O facto é que Cravinho não deixou os seus créditos por mãos alheias quando saiu do parlamento em 2007, afirmando então que “quero deixar bem claro que não sairei do Parlamento sem deixar definido na íntegra o pacote anticorrupção, imprescindível para o desenvolvimento do País”. Não estava enganado e a sua insistência, mesmo tendo esbarrado na parede de uma maioria absoluta, inaugurou uma nova época na discussão das medidas anticorrupção.

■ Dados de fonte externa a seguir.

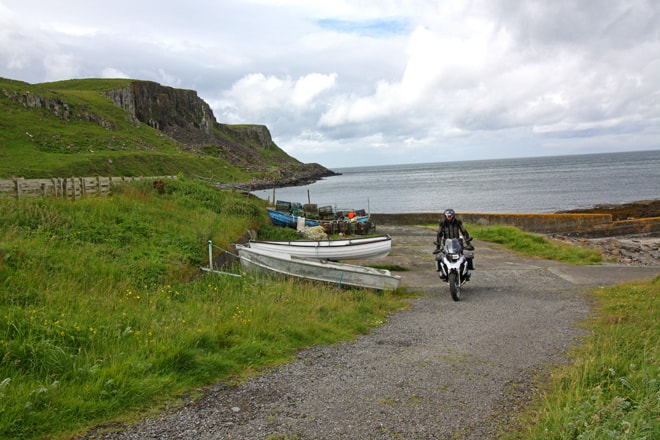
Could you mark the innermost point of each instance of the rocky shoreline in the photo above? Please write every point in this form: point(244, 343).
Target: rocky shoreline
point(638, 250)
point(633, 251)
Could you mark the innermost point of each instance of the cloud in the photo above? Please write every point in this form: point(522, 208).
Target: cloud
point(373, 81)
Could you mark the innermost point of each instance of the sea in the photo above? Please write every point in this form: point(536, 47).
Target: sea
point(521, 185)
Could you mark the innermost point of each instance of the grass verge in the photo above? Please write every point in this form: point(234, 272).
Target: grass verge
point(535, 245)
point(612, 390)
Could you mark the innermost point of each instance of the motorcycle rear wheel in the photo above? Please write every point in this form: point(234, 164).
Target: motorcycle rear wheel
point(454, 286)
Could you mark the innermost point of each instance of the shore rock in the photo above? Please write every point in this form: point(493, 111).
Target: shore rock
point(634, 251)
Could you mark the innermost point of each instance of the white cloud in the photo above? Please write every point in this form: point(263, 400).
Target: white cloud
point(377, 81)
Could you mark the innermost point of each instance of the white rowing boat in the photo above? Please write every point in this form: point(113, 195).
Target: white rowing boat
point(341, 274)
point(342, 249)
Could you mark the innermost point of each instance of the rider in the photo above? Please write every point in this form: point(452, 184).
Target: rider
point(451, 227)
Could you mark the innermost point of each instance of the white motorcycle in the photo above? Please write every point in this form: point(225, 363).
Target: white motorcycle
point(453, 266)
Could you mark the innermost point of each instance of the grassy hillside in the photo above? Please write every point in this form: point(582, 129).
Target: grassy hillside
point(71, 128)
point(104, 311)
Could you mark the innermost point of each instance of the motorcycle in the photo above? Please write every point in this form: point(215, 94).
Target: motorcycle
point(453, 266)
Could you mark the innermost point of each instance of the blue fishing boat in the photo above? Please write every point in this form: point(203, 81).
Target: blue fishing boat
point(279, 218)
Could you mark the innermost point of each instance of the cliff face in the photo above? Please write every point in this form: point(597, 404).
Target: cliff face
point(185, 117)
point(180, 115)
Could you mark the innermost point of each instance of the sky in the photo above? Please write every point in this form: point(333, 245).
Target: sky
point(351, 83)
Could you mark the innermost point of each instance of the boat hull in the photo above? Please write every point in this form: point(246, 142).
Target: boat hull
point(341, 249)
point(341, 274)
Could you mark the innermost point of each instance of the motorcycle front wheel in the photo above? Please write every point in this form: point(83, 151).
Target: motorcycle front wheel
point(454, 286)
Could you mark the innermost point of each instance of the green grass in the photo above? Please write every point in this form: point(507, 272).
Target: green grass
point(534, 244)
point(612, 390)
point(104, 312)
point(88, 135)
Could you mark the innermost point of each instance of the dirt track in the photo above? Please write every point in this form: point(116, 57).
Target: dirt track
point(441, 370)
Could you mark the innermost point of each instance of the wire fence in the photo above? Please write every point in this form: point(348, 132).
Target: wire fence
point(68, 187)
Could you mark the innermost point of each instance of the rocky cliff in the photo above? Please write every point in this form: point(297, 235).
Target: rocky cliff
point(188, 119)
point(63, 118)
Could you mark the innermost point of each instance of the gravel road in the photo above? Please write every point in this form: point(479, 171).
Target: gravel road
point(440, 370)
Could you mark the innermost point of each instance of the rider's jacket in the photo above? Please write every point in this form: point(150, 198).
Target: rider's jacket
point(451, 229)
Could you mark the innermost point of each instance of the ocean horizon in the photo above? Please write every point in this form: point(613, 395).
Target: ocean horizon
point(520, 185)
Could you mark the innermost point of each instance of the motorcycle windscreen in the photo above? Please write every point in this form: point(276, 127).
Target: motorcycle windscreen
point(453, 246)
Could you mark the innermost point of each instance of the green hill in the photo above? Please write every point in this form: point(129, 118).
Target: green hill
point(123, 127)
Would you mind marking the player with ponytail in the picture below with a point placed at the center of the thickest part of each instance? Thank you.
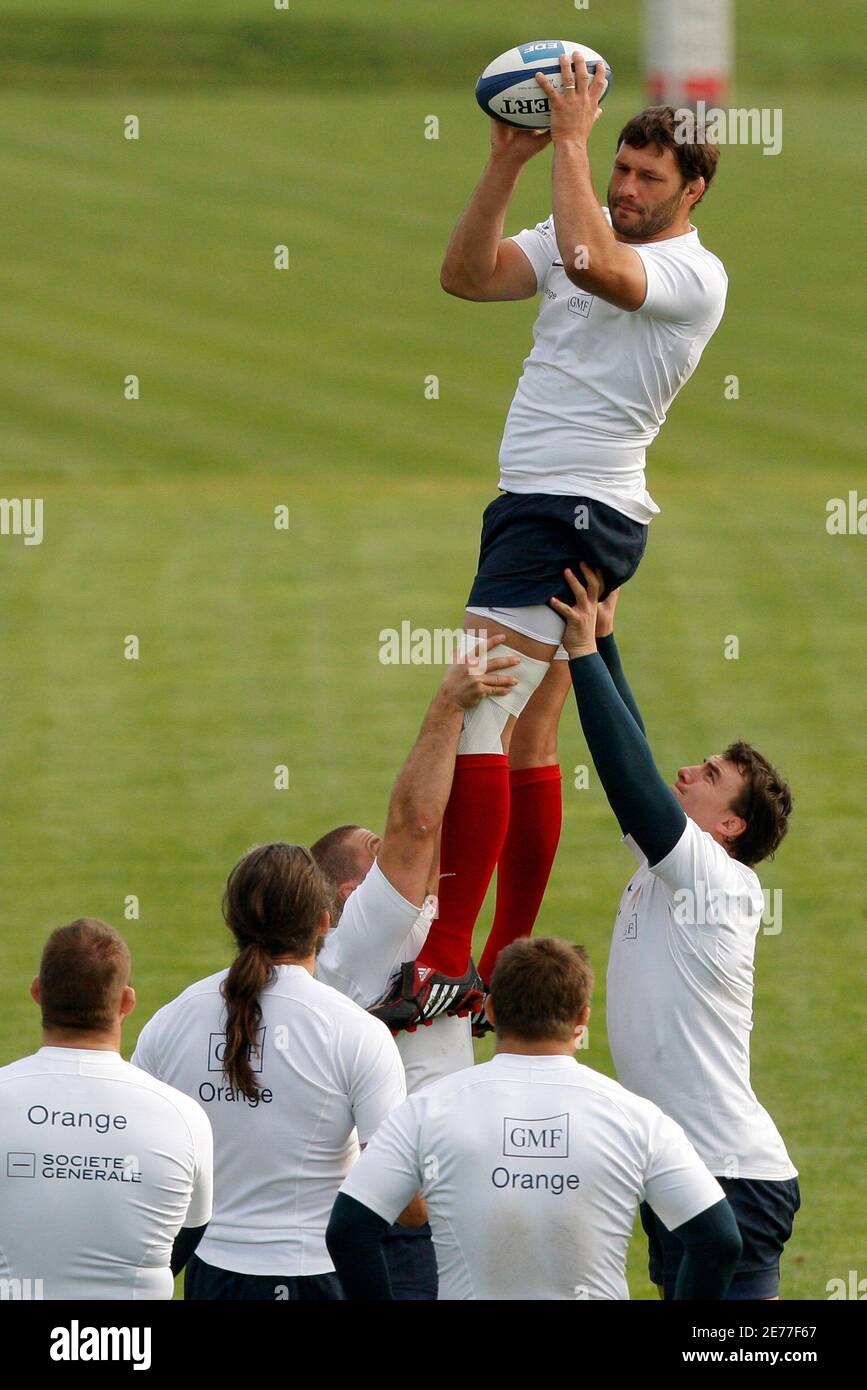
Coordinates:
(292, 1075)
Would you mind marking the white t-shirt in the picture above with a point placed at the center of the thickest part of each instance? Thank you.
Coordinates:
(680, 1002)
(436, 1050)
(599, 380)
(532, 1169)
(325, 1068)
(100, 1166)
(378, 931)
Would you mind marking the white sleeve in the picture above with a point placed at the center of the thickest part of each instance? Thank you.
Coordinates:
(539, 245)
(681, 289)
(699, 865)
(388, 1175)
(677, 1183)
(371, 940)
(377, 1080)
(202, 1200)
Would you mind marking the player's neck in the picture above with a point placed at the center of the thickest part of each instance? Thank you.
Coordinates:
(543, 1047)
(306, 962)
(667, 234)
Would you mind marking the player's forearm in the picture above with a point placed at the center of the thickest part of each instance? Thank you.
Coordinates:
(607, 649)
(471, 256)
(712, 1248)
(424, 784)
(643, 805)
(591, 255)
(354, 1243)
(185, 1244)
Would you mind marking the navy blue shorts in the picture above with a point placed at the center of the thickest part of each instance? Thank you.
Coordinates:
(411, 1262)
(207, 1282)
(764, 1212)
(530, 538)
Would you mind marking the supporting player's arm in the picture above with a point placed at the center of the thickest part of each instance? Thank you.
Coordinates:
(480, 264)
(185, 1244)
(645, 806)
(712, 1248)
(592, 256)
(607, 649)
(354, 1243)
(421, 791)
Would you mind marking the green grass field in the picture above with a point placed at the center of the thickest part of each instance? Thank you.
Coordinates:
(306, 388)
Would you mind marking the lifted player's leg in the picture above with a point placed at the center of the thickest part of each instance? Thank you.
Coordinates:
(535, 815)
(474, 829)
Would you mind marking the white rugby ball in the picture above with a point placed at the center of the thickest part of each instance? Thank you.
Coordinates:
(507, 88)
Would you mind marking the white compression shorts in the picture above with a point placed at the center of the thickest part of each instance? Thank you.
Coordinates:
(484, 723)
(538, 622)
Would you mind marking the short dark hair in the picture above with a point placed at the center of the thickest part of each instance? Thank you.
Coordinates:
(82, 973)
(764, 802)
(539, 987)
(336, 856)
(659, 125)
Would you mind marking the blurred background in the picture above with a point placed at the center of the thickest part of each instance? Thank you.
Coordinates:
(129, 787)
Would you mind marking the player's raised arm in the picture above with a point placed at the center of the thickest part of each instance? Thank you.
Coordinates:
(423, 787)
(592, 256)
(480, 264)
(607, 649)
(643, 805)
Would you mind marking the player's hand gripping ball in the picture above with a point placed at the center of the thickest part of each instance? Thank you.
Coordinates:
(507, 88)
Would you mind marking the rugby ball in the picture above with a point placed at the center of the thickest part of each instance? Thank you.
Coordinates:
(507, 88)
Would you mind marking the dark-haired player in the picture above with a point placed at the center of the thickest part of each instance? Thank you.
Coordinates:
(630, 299)
(532, 1165)
(680, 991)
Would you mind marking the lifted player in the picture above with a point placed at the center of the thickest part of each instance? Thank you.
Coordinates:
(630, 299)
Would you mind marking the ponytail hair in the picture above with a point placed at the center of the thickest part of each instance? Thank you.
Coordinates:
(273, 905)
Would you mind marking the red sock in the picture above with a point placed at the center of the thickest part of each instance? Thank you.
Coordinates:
(528, 852)
(473, 833)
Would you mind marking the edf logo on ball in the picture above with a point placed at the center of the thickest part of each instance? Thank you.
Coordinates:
(542, 49)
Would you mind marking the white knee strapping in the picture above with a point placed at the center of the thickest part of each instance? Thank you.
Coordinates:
(485, 723)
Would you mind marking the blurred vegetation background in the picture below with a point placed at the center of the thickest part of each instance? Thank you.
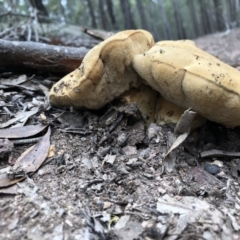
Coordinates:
(165, 19)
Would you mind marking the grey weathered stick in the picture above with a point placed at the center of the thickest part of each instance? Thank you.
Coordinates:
(15, 55)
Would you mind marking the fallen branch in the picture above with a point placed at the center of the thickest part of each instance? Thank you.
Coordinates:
(42, 57)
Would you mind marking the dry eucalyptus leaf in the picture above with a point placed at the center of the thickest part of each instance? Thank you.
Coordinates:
(182, 130)
(20, 117)
(13, 81)
(6, 182)
(6, 147)
(32, 159)
(21, 132)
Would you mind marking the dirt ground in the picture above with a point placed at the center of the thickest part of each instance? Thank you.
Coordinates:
(106, 181)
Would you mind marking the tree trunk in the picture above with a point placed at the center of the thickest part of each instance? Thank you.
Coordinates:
(195, 24)
(143, 19)
(167, 29)
(232, 13)
(204, 17)
(91, 11)
(39, 6)
(220, 23)
(181, 33)
(128, 20)
(23, 56)
(111, 14)
(104, 20)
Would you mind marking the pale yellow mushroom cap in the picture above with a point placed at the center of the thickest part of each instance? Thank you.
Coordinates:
(105, 73)
(192, 78)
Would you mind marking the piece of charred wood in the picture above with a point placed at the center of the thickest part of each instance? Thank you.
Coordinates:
(42, 57)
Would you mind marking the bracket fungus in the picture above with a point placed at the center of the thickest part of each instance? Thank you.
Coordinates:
(105, 73)
(191, 78)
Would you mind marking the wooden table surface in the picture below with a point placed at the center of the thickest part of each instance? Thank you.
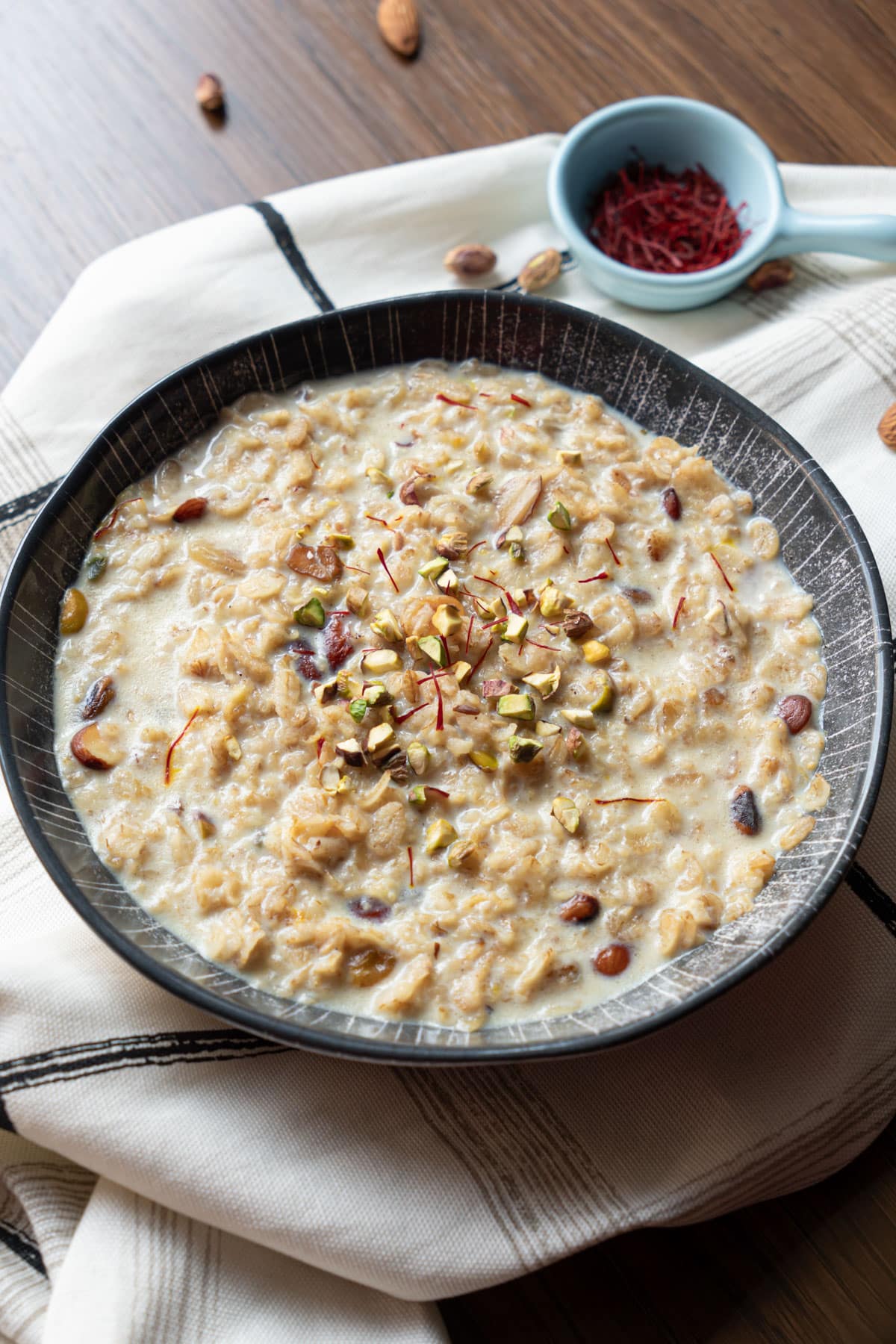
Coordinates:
(100, 141)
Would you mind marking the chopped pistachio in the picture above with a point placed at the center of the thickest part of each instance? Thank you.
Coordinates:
(356, 598)
(438, 835)
(594, 651)
(544, 683)
(579, 718)
(349, 685)
(433, 569)
(479, 483)
(435, 650)
(553, 601)
(381, 738)
(448, 620)
(388, 626)
(418, 757)
(523, 749)
(566, 812)
(351, 752)
(461, 853)
(559, 517)
(379, 662)
(312, 613)
(448, 582)
(603, 698)
(327, 691)
(514, 629)
(516, 707)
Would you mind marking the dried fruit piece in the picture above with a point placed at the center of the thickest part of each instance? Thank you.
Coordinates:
(613, 960)
(87, 747)
(541, 270)
(210, 93)
(370, 907)
(101, 694)
(795, 710)
(399, 26)
(671, 502)
(887, 428)
(190, 510)
(317, 562)
(771, 275)
(73, 613)
(470, 260)
(744, 813)
(368, 967)
(579, 909)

Podemos verificar agora como tinha razão e que efeito teria tido a aprovação integral das suas propostas, como sobre a contagem do prazo de prescrição nos casos de corrupção ou a criminalização do enriquecimento injustificado.
Que o seu partido tenha recusado essas propostas, seja porque para alguns não havia solução para a relevante questão da não-inversão do ónus da prova, seja porque para outros predominava o menosprezo pelas obrigações de transparência e responsabilização no exercício de cargos públicos, é um facto indiscutível. Que o PS reescreva o seu passado e defenda a sua coerência também faz parte da lógica política. Mas agora o país vive abalado por um caso judicial, ainda longe de conclusão, em que um ex-primeiro ministro é acusado de corrupção e isso marca a nossa vida coletiva. Alegar que é indiferente que tenha sido a maioria absoluta dirigida por esse governante que tenha recusado as propostas de Cravinho é uma aleivosia. E se, no fim de tudo isto, as mais poderosas figuras de proa do PS, o primeiro-ministro, a presidente e a vicepresidente da bancada parlamentar, se entretêm a atirar pedras contra o mais destacado dos socialistas que apresentou a mais sensata das propostas, era bom que entendessem que o arremesso só se vira contra o seu governo. A luta contra a corrupção merece entendimentos sérios e não vinganças partidárias, uma boa razão para ouvir as propostas que João Cravinho apresentou há 15 anos e que continua a defender agora.»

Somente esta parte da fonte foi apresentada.